@JustinThyme What a answer for a first time poster
😞 , but ok, i will try to explain some things. First, i got a very good deal for the 5960X and the Strix board, second my intention is not overclocking to win a competition or to show how big my penis is. I want to build a workstation and have a effective machine for my adobe suite and cinema 4d. I want to be able to overclock the machine with a single click, if it comes to rendering the work, which is the most CPU and timeconsuming process in my work and i think this is a understandable reason. I read many reviews and no one mentioned that a 4Ghz overclock with a 5960X needs a non-plus-ultra mainboard, that alone costs 500-600€. So i excuse my naive thoughts, that a 4Ghz overclock that is even a whopping 500Mhz under the "average" expectation, is doable with my crappy hardware.
Regarding the watercooling, this is what is written there: "Depending on your ambient temperatures, full-load voltages over 1.25Vcore fall into water-cooling territory (dual-radiator). With triple radiator water-cooling solutions, using up to 1.35Vcore is possible. For air cooling the value is much lower, limiting total overclock, so plan your cooling investment appropriately."
Well the 115i is a dual-radiator and a huge one too. Nowhere it is stated that you need a custom-build water cooling set, maybe someone should add some line here, that AIO sets are only garbage and commonly known for that.
Regarding your leaderboard, well look at it:
http://rog.asus.com/rog-pro/realbench-v2-leaderboard/?ipage=1&Laptop=desktop&CPU=intel&VGA=NVIDIA&cp...And tell me what you see at the
11th place there, on my side of the screen, i see a "STRIX X99 GAMING Intel Core i7 6950X 4199.0 MHz 1599.7 MHz". So that is a 10 core CPU which i guess is even harder to overclock, at a 4200Mhz overclock with RAM speed settings same as mine. Sadly i dont see what kind of cooling-magic is used to achieve that, but i still hope you maybe understand a little, why i have assumed i could achieve the same with a older 8-core CPU.
So to summarize it, the linked guide gives me the conclusion, that it is a big misleading horse**** and nothing else.

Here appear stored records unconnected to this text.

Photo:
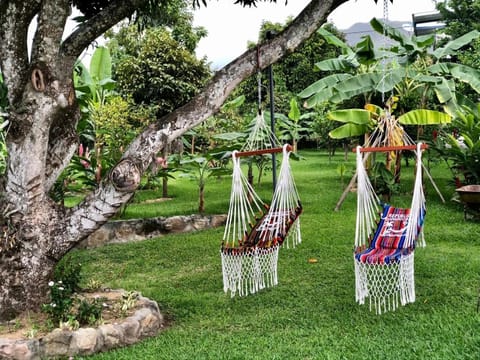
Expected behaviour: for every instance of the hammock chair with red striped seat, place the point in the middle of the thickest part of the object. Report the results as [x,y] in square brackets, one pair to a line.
[255,231]
[384,247]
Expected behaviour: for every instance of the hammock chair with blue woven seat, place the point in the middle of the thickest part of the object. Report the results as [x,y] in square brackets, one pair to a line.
[384,247]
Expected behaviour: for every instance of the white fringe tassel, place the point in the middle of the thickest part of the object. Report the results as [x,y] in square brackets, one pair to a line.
[386,285]
[248,273]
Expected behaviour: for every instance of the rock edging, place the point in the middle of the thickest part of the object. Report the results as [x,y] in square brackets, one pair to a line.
[147,321]
[123,231]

😮I still thank you for your deep insight and for telling me what the VRM is, but not where it is placed. I guess it is over the cpu socket and the reason why i cant have stable 4000Mhz, as reaching nearly 60 degree celsius for VRM seems a little to much. My cpu temperature is between 72-78 celsius under heavy load. I dont get blue screens, i just cant pass the stress test (1hour). It just stops after about 15-20min.